I’m partial to tart, gelatinous jellies with deep ridges. Although a deal breaker for me would be any kind of blue cheese. Like the “exceptional” Roquefort Papillon Black Label.
According to one mouse:
“This world famous Roquefort is a noble, all-natural ewe’s milk blue cheese from the Auvergne region of France. Papillon (which means butterfly in French) wraps their top-of-the-line Roquefort in black foil to distinguish it from lesser brands. The taste of a good Roquefort is similar, in terms of analysis, to a grand cru wine: balanced, fairly salty, with a big personality, it is melting, slightly granulated and lingers in the mouth. In the mouth, its unctuous and supple texture melts deliciously with a recognizable taste, powerful and lingering aftertaste.”
A dear friend of mine recently lost the contents of his home and his health to just such an “exceptional” cheese. Toxigenic molds are referred to as black mold.
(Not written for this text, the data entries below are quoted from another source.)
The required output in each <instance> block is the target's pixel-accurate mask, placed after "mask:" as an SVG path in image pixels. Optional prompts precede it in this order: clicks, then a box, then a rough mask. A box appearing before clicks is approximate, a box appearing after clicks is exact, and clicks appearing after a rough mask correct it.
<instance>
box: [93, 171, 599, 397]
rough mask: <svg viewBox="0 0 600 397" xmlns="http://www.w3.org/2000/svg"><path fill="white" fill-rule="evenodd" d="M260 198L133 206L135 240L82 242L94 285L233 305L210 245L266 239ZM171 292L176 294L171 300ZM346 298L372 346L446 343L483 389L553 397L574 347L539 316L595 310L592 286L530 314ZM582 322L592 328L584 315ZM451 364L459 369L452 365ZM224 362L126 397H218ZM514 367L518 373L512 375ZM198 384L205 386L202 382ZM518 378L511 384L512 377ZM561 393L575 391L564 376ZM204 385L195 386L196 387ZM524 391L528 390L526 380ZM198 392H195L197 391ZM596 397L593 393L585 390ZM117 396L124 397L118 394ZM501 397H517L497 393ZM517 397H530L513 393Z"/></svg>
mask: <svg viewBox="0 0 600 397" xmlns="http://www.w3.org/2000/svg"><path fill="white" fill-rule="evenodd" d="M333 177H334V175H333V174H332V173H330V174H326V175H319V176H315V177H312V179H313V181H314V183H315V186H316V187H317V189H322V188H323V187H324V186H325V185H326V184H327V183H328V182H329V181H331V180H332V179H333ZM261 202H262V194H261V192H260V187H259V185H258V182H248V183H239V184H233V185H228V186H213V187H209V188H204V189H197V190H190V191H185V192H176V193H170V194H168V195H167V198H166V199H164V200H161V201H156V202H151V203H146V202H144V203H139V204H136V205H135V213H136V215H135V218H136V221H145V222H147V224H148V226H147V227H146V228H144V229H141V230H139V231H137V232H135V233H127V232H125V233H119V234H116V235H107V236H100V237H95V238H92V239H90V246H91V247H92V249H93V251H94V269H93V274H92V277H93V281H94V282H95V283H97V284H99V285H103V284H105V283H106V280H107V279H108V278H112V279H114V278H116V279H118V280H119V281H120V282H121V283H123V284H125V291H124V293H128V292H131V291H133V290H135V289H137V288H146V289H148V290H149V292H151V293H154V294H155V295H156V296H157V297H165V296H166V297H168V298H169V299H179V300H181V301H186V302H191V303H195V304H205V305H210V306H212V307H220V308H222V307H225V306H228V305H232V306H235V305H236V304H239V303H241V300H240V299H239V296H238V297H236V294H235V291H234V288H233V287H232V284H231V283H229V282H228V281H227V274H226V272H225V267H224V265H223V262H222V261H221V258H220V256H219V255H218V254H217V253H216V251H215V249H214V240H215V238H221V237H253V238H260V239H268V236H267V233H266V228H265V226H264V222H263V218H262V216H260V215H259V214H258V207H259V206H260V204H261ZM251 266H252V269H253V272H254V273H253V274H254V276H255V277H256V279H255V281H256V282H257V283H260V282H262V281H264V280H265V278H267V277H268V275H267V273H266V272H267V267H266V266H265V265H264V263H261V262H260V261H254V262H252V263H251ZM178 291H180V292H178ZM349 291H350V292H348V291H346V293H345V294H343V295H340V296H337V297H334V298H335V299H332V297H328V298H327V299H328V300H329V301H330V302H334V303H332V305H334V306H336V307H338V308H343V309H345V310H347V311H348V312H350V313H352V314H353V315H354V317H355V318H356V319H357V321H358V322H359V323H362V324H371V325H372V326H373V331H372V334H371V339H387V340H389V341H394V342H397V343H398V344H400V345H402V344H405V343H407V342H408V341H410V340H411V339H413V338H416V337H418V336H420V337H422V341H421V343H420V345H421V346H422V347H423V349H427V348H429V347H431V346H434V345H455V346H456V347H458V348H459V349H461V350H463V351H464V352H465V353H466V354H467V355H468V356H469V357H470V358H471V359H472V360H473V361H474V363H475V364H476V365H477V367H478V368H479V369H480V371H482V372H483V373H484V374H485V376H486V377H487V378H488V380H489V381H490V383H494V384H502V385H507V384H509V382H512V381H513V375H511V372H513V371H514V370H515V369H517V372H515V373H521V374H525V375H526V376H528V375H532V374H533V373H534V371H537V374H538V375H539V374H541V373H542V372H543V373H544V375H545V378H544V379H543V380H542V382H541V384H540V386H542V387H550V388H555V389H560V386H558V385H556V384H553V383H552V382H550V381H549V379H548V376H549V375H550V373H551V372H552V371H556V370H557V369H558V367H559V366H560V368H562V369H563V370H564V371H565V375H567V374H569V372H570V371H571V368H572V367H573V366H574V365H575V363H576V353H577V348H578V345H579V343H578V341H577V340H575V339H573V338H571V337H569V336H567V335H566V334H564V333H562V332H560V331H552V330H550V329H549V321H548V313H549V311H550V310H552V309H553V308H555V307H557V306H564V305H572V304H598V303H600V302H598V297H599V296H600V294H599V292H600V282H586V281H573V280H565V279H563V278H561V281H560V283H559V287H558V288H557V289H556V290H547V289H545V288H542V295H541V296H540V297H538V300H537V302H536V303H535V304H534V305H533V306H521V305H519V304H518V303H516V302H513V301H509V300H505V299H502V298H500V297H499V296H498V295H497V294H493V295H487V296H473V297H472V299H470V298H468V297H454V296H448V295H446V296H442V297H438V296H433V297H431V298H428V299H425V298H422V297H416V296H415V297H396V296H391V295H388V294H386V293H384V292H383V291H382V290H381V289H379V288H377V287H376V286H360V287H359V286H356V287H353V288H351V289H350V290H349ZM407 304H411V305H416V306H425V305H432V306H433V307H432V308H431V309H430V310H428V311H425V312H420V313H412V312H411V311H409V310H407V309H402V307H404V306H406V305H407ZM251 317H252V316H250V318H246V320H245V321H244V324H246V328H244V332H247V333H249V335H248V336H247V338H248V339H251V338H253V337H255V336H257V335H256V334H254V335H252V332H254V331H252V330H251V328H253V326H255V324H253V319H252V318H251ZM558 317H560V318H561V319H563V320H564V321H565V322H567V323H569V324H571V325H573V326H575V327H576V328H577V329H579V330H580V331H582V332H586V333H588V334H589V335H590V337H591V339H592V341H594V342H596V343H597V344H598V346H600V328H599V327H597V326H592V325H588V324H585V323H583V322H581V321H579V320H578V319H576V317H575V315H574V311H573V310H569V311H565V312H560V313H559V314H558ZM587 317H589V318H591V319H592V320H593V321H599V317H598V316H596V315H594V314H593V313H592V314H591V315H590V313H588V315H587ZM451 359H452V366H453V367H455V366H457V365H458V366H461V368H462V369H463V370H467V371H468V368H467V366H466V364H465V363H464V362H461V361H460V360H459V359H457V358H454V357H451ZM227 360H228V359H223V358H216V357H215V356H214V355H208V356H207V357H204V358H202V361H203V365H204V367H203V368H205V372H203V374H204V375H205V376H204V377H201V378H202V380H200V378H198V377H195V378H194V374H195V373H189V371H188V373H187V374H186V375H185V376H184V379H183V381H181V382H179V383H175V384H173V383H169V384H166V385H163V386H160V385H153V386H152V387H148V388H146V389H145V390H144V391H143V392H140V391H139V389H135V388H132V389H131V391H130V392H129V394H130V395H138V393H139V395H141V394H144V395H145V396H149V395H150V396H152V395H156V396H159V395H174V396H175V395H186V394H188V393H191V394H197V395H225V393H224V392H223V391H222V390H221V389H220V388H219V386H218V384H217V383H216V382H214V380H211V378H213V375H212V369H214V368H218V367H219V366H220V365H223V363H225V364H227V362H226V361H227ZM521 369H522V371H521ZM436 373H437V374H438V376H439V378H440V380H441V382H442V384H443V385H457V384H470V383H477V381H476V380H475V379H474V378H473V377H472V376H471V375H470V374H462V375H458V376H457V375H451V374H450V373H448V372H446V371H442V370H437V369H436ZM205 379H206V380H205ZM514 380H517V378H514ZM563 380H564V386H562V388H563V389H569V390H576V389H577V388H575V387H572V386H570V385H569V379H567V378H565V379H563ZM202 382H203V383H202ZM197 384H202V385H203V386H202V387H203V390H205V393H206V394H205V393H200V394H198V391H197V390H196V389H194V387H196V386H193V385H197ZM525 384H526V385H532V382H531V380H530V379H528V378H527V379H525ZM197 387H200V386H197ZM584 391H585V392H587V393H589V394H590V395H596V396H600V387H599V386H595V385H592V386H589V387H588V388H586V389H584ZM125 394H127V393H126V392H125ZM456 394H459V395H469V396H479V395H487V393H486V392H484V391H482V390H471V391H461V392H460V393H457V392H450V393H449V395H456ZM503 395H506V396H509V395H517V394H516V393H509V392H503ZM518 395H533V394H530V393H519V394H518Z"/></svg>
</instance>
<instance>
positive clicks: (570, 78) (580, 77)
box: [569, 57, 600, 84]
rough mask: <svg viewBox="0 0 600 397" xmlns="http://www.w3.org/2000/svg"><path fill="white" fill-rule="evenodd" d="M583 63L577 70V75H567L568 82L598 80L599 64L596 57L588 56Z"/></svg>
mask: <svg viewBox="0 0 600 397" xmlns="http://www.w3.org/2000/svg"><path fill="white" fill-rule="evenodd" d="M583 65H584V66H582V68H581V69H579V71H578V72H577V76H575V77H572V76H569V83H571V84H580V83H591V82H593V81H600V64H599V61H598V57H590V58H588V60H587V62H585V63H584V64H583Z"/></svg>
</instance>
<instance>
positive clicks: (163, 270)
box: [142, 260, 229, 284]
Not every mold that is black is toxic, however. Toxigenic molds are highly dangerous and can cause severe problems. The most common type of toxigenic mold is Stachybotrys, which produces mycotoxins that act as toxic agents. Some molds can result in critical damage to any number of internal organs or systems. Once toxic mold enters the body, it can attach itself to an organ and begin to reproduce, consuming the organ in the most severe cases.
So, for my dear friend’s benefit this Thanksgiving — lay off the mycotoxins.
PETER HAMILTON TRAVIS is spearheading a star-studded power charity next season to eradicate blue cheese, ticks, and other useless/dangerous/deeply upsetting things from Long Island’s South Fork. Like Cablevision. And Kathy — who regularly hangs from the rafters of the Cablevision Optimum Store in Southampton.